The Henderson-Hasselbalch equation relates the pH of a buffer solution to the acid dissociation constant (pKa) of the weak acid and the ratio of the concentrations of its conjugate base [A⁻] and the undissociated acid [HA]. It is one of the most widely used relationships in chemistry, biochemistry, and pharmacology for understanding and designing buffers.
How to use this calculator
Enter three values: the pKa of your weak acid, the molar concentration of the conjugate base [A⁻], and the molar concentration of the weak acid [HA]. The calculator returns the resulting buffer pH, the base-to-acid ratio, and the corresponding pOH. When the base and acid concentrations are equal, the ratio is 1, \(\log_{10}(1) = 0\), and the pH equals the pKa — the point of maximum buffering capacity.
The formula explained
$$\text{pH} = \text{p}K_a + \log_{10}\!\left(\frac{[\text{A}^-]}{[\text{HA}]}\right)$$ The logarithmic term shifts the pH up when there is more conjugate base than acid, and down when there is more acid than base. Because the relationship is logarithmic, a tenfold change in the ratio moves the pH by exactly one unit.
Worked example
An acetate buffer uses acetic acid with \(\text{p}K_a = 4.76\). Suppose \([\text{A}^-] = 0.2\ \text{M}\) and \([\text{HA}] = 0.1\ \text{M}\). The ratio is \(0.2/0.1 = 2\), and \(\log_{10}(2) \approx 0.301\). So $$\text{pH} = 4.76 + 0.301 = 5.061.$$ The pOH is \(14 - 5.061 = 8.939\).
FAQ
What units should concentrations be in? Any consistent unit works because only the ratio matters — molarity (M) is conventional.

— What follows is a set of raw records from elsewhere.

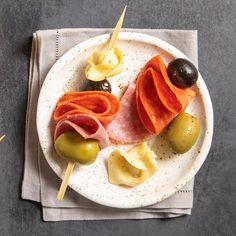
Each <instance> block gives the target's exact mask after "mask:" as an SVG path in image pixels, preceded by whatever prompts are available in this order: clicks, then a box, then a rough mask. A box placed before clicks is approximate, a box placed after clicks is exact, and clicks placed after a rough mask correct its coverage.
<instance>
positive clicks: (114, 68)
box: [85, 47, 123, 81]
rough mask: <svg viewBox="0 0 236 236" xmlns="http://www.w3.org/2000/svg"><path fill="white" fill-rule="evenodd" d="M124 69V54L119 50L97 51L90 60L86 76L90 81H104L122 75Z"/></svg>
mask: <svg viewBox="0 0 236 236" xmlns="http://www.w3.org/2000/svg"><path fill="white" fill-rule="evenodd" d="M122 69H123V54H122V52H121V51H120V49H119V48H117V47H115V48H110V49H104V50H102V51H95V52H94V53H93V55H91V56H90V57H89V58H88V65H87V67H86V69H85V74H86V77H87V79H88V80H92V81H102V80H105V79H106V78H108V77H112V76H114V75H117V74H120V73H121V71H122Z"/></svg>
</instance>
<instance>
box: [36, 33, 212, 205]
mask: <svg viewBox="0 0 236 236" xmlns="http://www.w3.org/2000/svg"><path fill="white" fill-rule="evenodd" d="M109 37H110V34H102V35H98V36H96V37H93V38H90V39H87V40H86V41H83V42H81V43H79V44H77V45H76V46H74V47H72V48H71V49H70V50H69V51H67V52H66V53H65V54H64V55H63V56H62V57H61V58H60V59H59V60H58V61H57V62H56V63H55V64H54V65H53V66H52V67H51V69H50V70H49V72H48V74H47V76H46V78H45V80H44V83H43V85H42V87H41V90H40V94H39V98H38V104H37V114H36V126H37V132H38V137H39V142H40V146H41V149H42V150H43V154H44V156H45V159H46V160H47V162H48V164H49V165H50V167H51V168H52V170H53V171H54V172H55V173H56V174H57V176H59V177H60V178H62V177H61V174H60V173H57V170H56V169H57V168H56V167H55V166H53V164H52V162H50V161H49V159H50V157H49V155H47V154H46V153H45V151H44V149H43V148H42V147H43V143H42V140H41V139H40V137H41V136H42V135H41V129H40V125H39V124H40V114H41V112H43V103H42V100H43V95H44V90H45V89H44V88H45V87H46V86H47V80H48V78H49V77H50V76H51V75H52V74H53V72H54V71H55V70H57V69H59V68H60V67H61V64H63V63H66V62H67V60H68V59H70V58H73V55H77V54H78V51H79V50H82V49H83V48H88V47H92V46H96V45H100V44H102V43H105V42H106V41H107V40H108V38H109ZM119 39H121V40H134V41H138V42H142V43H147V44H151V45H153V46H157V47H159V48H161V49H162V50H164V51H166V52H168V53H169V54H171V55H172V56H173V57H175V58H177V57H182V58H186V59H188V60H190V59H189V58H188V57H187V56H186V55H185V54H184V53H182V52H181V51H180V50H178V49H177V48H175V47H174V46H172V45H171V44H169V43H167V42H165V41H163V40H161V39H159V38H156V37H154V36H150V35H147V34H143V33H135V32H121V33H120V35H119ZM190 61H191V60H190ZM198 87H200V88H201V91H202V92H203V93H202V94H204V99H203V105H204V109H205V116H206V129H207V132H205V135H204V138H203V142H202V146H201V152H200V154H198V155H197V158H196V159H197V161H195V165H194V168H193V166H191V168H190V169H189V171H188V172H187V173H186V174H185V176H184V177H183V178H181V179H179V180H178V182H177V184H175V185H173V186H172V187H170V188H169V189H168V190H167V191H166V192H165V194H162V196H160V197H159V198H156V199H155V198H153V199H152V200H151V201H149V202H148V203H146V204H145V205H143V204H141V203H137V202H136V203H133V204H132V205H131V204H124V203H122V204H119V203H117V202H114V201H109V199H100V198H99V199H97V198H96V197H91V196H89V195H86V193H84V192H80V191H78V190H75V188H74V187H73V185H70V187H72V188H73V189H74V190H75V191H76V192H78V193H79V194H81V195H82V196H84V197H86V198H87V199H89V200H92V201H93V202H96V203H99V204H101V205H105V206H109V207H116V208H138V207H142V206H149V205H152V204H155V203H157V202H160V201H162V200H164V199H166V198H167V197H169V196H171V195H172V194H174V193H175V192H177V191H178V190H180V189H181V188H182V187H183V186H184V185H185V184H186V183H187V182H188V181H189V180H191V179H192V178H193V177H194V176H195V174H196V173H197V172H198V170H199V169H200V167H201V166H202V164H203V162H204V161H205V159H206V157H207V154H208V152H209V150H210V147H211V142H212V137H213V107H212V102H211V98H210V94H209V92H208V89H207V87H206V85H205V83H204V80H203V78H202V76H201V74H200V73H199V78H198ZM48 158H49V159H48Z"/></svg>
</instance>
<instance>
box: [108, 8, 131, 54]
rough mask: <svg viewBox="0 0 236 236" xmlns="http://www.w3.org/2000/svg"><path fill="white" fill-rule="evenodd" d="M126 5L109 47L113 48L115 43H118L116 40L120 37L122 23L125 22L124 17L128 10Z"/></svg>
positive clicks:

Why does pH equal pKa at equal concentrations? The log of 1 is 0, so the second term vanishes, leaving \(\text{pH} = \text{p}K_a\).
Are there limitations? The equation assumes ideal behavior, dilute solutions, and that the buffer components do not significantly shift each other's concentrations through dissociation.